Addio a Nico Piazzetta il signore dei caminetti

È morto il fondatore dell’azienda, lungo corteo di operai alla camera ardente Ai figli ricordava: «L’utile serve a far crescere l’impresa, non per la barca»

ASOLO. Si è spento nel giorno della festa del lavoro, nella casa accanto alla quale aveva costruito, mattone dopo mattone, la sua fabbrica. Lui che al lavoro aveva dedicato la sua vita, costruendo dal nulla quella che è diventata una delle più importanti fabbriche d’Italia di stufe e caminetti.

Domenico Piazzetta è morto all’età di 82 anni, lasciando in eredità alcuni rimpianti e molti insegnamenti. Nella lunga processione alla camera ardente, allestita tra i suoi caminetti nella sala esposizione dell’azienda, c’è tutto il racconto della riconoscenza e dell’amicizia che i lavoratori, gli ex dipendenti in pensione, i fornitori e gli agenti hanno riservato a questo imprenditore coraggioso e visionario, tenace e mai domo.

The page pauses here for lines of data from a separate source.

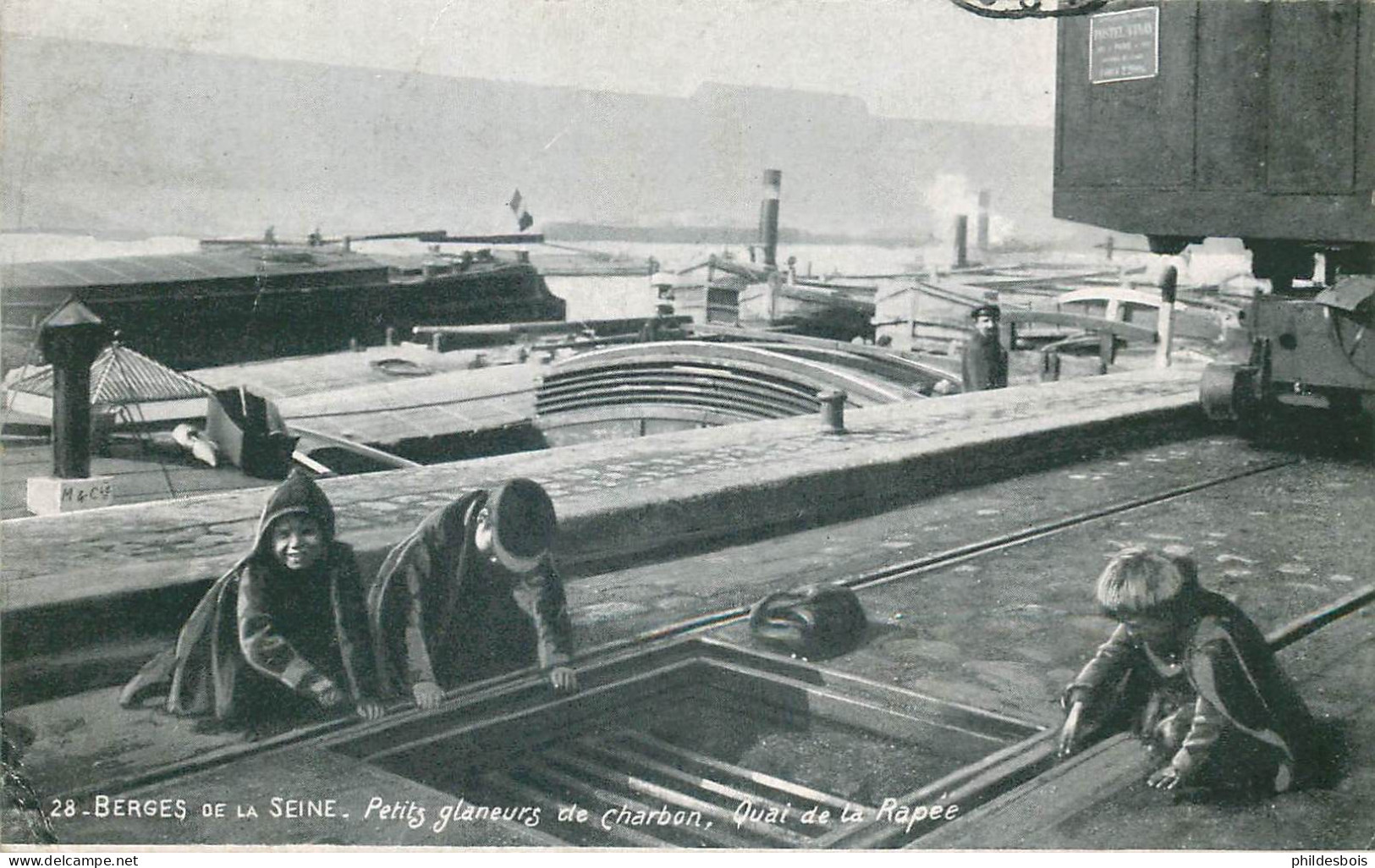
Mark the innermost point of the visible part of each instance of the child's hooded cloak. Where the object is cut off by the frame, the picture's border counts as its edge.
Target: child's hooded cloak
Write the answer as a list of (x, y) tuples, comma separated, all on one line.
[(304, 630), (443, 614)]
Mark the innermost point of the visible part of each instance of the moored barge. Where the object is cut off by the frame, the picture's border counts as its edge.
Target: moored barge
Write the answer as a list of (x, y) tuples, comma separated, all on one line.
[(239, 303)]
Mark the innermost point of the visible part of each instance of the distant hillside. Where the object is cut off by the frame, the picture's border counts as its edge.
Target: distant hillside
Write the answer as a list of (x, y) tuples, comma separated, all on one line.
[(113, 138)]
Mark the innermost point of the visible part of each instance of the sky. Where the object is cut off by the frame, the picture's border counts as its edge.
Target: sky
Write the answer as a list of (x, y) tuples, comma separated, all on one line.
[(905, 58)]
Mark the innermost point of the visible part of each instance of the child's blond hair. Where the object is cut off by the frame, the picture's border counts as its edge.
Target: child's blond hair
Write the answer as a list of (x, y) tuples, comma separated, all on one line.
[(1150, 584)]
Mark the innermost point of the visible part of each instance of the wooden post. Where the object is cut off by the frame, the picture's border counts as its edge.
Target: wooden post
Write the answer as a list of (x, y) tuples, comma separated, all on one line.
[(1049, 366), (1107, 351), (833, 410), (70, 340), (1165, 323)]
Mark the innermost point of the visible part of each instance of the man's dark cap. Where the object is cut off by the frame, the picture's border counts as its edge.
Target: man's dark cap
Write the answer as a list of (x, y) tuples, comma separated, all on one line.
[(523, 518)]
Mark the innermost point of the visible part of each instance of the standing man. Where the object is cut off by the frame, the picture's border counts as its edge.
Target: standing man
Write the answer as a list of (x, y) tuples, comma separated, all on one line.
[(985, 360), (470, 595)]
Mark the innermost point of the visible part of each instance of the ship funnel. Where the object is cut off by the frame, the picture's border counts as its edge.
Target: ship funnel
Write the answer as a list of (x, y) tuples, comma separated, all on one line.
[(769, 217)]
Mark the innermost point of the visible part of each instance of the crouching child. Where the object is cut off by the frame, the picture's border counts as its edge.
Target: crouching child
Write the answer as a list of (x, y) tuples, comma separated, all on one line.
[(473, 593), (282, 633), (1192, 676)]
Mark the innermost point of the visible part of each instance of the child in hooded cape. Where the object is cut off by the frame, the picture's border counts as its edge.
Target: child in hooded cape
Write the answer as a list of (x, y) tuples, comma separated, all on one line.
[(283, 630), (473, 593), (1192, 676)]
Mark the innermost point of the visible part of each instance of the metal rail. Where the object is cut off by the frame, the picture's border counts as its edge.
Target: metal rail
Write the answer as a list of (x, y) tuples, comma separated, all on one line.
[(715, 619)]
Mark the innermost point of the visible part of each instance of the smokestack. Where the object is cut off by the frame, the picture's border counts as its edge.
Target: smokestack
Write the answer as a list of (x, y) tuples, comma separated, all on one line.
[(769, 217), (982, 228), (72, 338), (961, 241)]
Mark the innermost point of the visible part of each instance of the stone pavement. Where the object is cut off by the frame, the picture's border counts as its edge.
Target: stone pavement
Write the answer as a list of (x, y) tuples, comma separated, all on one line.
[(623, 498), (1001, 630)]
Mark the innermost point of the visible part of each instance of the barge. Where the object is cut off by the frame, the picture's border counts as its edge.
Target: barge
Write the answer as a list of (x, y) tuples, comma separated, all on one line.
[(235, 303)]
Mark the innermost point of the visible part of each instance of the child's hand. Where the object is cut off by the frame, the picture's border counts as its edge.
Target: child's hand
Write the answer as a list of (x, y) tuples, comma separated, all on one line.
[(1070, 732), (563, 678), (1168, 777), (370, 710), (428, 695)]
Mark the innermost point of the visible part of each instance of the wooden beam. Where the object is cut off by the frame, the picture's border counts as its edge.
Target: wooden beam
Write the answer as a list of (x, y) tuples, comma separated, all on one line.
[(715, 813), (759, 777)]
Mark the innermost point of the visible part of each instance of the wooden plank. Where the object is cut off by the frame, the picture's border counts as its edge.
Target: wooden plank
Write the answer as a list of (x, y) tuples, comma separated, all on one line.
[(974, 791), (613, 799), (616, 694), (627, 754), (858, 713), (1297, 629), (1075, 784), (505, 782), (759, 777), (943, 784)]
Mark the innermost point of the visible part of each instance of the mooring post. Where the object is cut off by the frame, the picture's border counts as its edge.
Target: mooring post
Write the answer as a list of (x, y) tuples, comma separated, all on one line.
[(961, 241), (769, 217), (981, 233), (1107, 351), (70, 338), (832, 410), (1165, 323), (1049, 366)]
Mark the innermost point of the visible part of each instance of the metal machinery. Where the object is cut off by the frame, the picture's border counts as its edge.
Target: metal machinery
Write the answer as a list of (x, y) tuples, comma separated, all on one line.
[(1243, 118)]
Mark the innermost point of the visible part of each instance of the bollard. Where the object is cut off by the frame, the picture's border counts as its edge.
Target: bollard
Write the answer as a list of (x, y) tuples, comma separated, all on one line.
[(1107, 351), (1165, 323), (832, 410), (70, 338)]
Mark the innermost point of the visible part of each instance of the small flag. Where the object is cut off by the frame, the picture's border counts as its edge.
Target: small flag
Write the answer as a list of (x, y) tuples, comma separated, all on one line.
[(523, 217)]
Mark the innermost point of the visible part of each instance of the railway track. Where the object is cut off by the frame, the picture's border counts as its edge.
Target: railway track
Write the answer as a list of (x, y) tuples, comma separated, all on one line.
[(688, 628)]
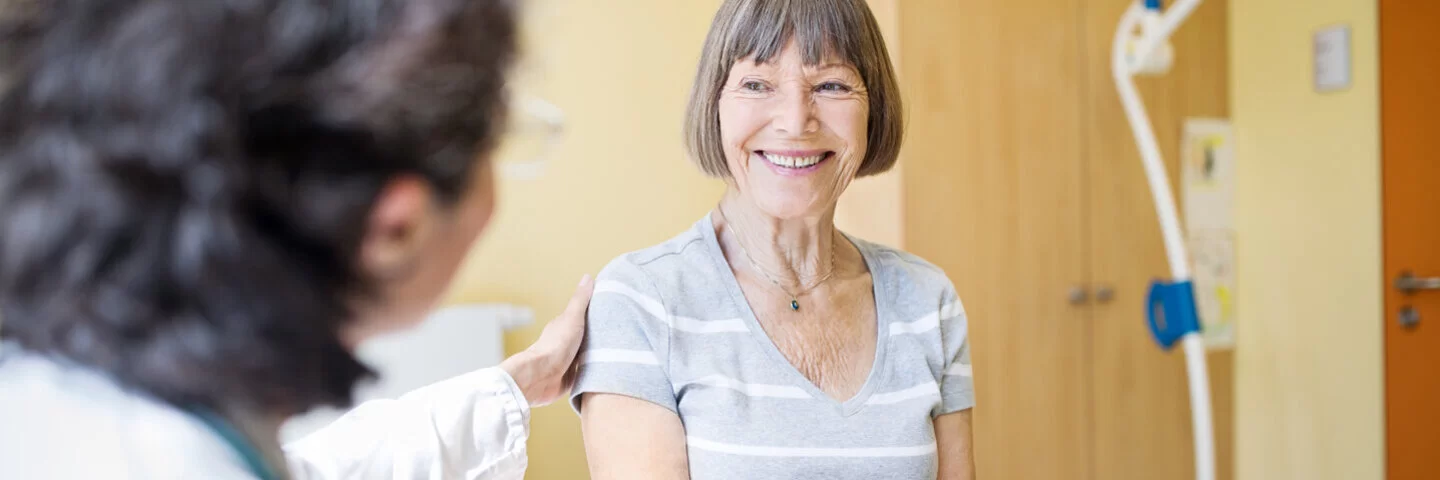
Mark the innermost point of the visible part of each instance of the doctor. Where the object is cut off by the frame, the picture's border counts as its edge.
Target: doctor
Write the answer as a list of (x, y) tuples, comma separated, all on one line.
[(206, 205)]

Nato ad Asolo il 24 novembre 1935, quinto di sei figli, unico maschio, resta orfano di padre appena quindicenne. Sulle sue spalle la responsabilità della famiglia. Dopo una breve esperienza in Svizzera, fonda nel 1960 prima la Deas, poi la Edile Pedemontana, infine la Asolana Caminetti, che nel 1976 diventa la Piazzetta. I suoi caminetti, autentici capolavori di innovazione e tecnica, entrano nelle case degli italiani e si fanno conoscere negli Stati Uniti. Con il brevetto del sistema Multifuoco aumenta in modo esponenziale la resa dei suoi prodotti e l’impresa diventa punto di riferimento internazionale, lui diventa per tutti il Signor Multifuoco. Acquisisce la Superior, considerata il leader del mercato italiano, inventa i Multipli Piazzetta e lo Stubotto, lancia la stufa a pellet e Piazzetta Design. Oggi l’azienda vanta ricavi per 47 milioni di euro e ha più di duecento dipendenti.

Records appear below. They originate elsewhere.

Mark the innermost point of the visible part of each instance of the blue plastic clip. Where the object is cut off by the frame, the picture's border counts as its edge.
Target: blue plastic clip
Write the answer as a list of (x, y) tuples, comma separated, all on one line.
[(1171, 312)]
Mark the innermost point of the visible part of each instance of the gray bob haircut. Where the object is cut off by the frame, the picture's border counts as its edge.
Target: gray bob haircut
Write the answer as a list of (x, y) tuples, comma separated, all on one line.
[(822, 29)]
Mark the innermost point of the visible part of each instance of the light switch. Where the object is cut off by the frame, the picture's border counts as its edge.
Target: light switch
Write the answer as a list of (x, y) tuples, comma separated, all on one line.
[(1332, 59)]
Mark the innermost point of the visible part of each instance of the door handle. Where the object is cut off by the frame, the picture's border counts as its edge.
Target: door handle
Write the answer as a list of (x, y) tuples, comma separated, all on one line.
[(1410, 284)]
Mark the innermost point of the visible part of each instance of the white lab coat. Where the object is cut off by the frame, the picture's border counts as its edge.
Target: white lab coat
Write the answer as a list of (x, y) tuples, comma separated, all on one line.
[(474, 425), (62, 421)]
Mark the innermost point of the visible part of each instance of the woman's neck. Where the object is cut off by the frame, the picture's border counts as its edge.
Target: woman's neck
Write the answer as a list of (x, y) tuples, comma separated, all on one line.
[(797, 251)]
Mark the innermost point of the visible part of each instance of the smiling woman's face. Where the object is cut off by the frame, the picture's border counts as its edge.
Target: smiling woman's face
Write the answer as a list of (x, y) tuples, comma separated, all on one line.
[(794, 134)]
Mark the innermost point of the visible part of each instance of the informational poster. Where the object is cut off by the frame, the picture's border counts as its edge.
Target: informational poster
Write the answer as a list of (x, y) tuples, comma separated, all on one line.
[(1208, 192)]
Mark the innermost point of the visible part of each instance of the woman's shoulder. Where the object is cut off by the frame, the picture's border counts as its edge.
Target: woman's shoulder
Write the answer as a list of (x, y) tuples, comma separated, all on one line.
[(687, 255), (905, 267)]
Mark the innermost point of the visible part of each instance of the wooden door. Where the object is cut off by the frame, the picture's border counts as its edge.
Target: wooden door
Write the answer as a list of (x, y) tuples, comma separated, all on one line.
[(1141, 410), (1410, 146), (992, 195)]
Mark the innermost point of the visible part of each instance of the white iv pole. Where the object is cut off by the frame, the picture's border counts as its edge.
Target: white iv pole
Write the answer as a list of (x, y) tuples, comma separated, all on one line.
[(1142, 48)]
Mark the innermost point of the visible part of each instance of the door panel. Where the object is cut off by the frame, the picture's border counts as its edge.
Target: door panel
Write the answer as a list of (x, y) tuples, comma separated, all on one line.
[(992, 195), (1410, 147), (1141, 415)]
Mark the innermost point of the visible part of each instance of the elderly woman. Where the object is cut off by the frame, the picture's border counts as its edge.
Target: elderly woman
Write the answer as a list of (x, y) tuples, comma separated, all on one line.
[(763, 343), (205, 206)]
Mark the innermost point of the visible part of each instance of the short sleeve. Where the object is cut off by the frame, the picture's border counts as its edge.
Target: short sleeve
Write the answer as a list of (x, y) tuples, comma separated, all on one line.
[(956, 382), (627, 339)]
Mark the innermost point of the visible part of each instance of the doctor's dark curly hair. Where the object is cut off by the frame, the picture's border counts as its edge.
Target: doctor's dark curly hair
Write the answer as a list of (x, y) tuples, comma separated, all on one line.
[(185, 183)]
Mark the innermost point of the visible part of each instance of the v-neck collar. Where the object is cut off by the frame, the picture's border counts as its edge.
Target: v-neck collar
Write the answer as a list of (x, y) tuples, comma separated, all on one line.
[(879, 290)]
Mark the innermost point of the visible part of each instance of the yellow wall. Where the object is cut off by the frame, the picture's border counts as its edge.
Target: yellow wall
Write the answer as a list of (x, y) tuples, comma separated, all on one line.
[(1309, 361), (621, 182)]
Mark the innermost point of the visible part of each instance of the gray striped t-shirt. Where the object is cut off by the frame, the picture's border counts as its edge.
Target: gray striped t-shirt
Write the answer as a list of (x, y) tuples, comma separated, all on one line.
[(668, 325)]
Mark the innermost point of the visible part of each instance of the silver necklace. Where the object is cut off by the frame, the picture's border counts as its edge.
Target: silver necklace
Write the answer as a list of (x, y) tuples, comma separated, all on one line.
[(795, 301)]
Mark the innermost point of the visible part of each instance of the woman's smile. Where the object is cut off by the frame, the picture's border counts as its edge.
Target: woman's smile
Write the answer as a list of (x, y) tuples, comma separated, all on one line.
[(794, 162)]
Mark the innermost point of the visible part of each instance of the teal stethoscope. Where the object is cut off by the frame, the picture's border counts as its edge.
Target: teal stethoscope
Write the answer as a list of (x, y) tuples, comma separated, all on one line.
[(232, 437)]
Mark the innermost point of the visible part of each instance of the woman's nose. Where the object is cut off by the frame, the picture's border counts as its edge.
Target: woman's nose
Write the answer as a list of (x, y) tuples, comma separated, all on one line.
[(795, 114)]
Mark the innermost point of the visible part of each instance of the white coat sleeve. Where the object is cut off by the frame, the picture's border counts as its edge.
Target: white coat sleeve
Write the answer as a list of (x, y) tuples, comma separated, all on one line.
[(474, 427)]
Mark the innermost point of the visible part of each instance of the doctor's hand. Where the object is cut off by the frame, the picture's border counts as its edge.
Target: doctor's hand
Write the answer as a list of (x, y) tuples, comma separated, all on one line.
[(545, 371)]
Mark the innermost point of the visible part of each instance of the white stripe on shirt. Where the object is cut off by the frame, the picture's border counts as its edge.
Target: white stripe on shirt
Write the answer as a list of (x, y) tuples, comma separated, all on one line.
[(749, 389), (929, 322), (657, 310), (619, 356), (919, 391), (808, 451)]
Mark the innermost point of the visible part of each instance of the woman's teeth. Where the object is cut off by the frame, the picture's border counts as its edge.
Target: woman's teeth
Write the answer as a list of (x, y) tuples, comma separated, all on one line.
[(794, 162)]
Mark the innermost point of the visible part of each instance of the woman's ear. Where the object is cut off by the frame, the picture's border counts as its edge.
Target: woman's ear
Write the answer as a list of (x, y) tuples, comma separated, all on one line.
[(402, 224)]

«Ho sempre pensato che il compito dell’imprenditore fosse quello di fare innovazione, di inventare nuovi prodotti e nuove soluzioni. Se un imprenditore non ha il fuoco dell’innovazione dentro è meglio che cambi mestiere» raccontò alcuni anni fa nel libro «La magia del fuoco». Del resto, il fuoco l’aveva nel sangue, se è vero che da bambino proprio giocando con dei fiammiferi rischiò di distruggere il porcile di casa. Legatissimo ai suoi dipendenti, ne ricordava nomi e cognomi, parentele e reparto: «Sono convinto che senza l’apporto dei miei dipendenti, dal più umile al più qualificato, non avrei saputo creare una realtà industriale come l’attuale. Sono loro che hanno assecondato e sviluppato le mie intuizioni, accompagnato le mie ambizioni, a volte fermato i miei errori» sono le sue parole. Casella d’Asolo era stata la prima fucina dei suoi lavoratori: «Penso che sia un grande vantaggio disporre di lavoratori della zona, che abitano vicino alla fabbrica. Coltivano un attaccamento maggiore per l’impresa, la sentono in parte come propria». Fino a quando le forze glielo hanno permesso, era l’ultimo ad attraversare fabbrica e uffici, spegnendo le luci.

Sofferente da tempo, continuava a tenersi aggiornato sull’azienda, non lesinando consigli e suggerimenti. Cavaliere al merito della Repubblica, ripeteva: «L’utile della ditta va investito nell’impresa: non per comprarsi la barca o la villa in Sardegna». Lui del resto amava la sua fabbrica sopra ogni cosa: nonostante la crescita industriale e la fame di spazi, impedì la demolizione del suo primo capannone, che ancor oggi separa la distesa industriale dall’abitazione dove si è spento.